Türk kozmogonisinde dünya denilen düzen ve alemin yaratılışı üzerinde sıkca durulur. Güneş, ay ve yıldızlar gibi tanrısal güce sahip oldukları inanılan şeylerin yaratılış biçimini çeşitli şekillerde inanmaktadırlar. Bir Sümer efsanesinde büyük alemin yani dünyanın yaradılışı “Ap- su „ denilen tatlı su ile “ Tiament„ adı verilen dişi bir devden gökler ile yerler meydana geldiği, sonra gök tanrısı Anu, hava tanrısı Enlil, deniz tanrısı Ea. (Enki) nin yaratıldığı, bu üç tanrınında güneşi, ayı yıldızları yarattıgı görülür. Diğer bir efsadede ise Kara Han ( Kayra Han) suları, dünyayı, insanı yarattıktan sonra onyedi kat göğü yaratmıştır. Enüma Elis destanında ise; büyük tanrı Marduk, Tiamat’ı tutturup vücudunu ikiye bölerek bir parçasını yukarı attı, bundan gökler,bir parçasınıda aşağıya attı, bundanda yerler meydana geldi. Diğer kozmogonilerinde katılımı ile oluşan Türk kozmogonisine göre bir kaç yaratılış efsanesine yer vermek istiyorum.

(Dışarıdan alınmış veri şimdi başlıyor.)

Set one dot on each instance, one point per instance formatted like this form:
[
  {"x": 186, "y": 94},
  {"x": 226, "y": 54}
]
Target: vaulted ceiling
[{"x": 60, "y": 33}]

I. Efsane : Önceleri yaşayan sadece Kara Han ve sudan başka hiç bir şey yoktu. Kara Han ilk insanı yapar. Fakat bu insan çok hileci ve hain biridir. Bu insan sular üzerinde üçmaya başlar. Sonra Kara Han bu insanın yaşamasını ister. Bunun için suların dibinden bir yıldız çıkartır. Kara Han insana bu yıldızdan bir avuç toprak alıp denize serpmesini ister. Yıldızdan toprağı alan insan bir avuç daha alıp kendisi için ağzında saklar. Kara Han’ın emri ile toprak suya serpilince bu toprak büyüyerek ada olur. Kara Han oraya bir çam ağacı diker. İnsanın ağzına sakladığı toprakta büyüyerek ağzına sığmamaya başladı. Bunu sezen Kara Han ona: tükür der. İnsanın tükürmesi ile ağzından çıkan toprak parçası dahada büyüyerek bundan dağlar meydana gelir.Daha sonra bu insanı kendi halinde yaşamaya bırakan Kara Han yukarıda on yedi kat göğü yarattır.On son katta kendisi, bir aşağı katta oğlu Ülgen ve yer altında yaratığı alemde (cehennemler diyarında - (Karanlıklar) ) yine oğlu Erlik oturmaktadır.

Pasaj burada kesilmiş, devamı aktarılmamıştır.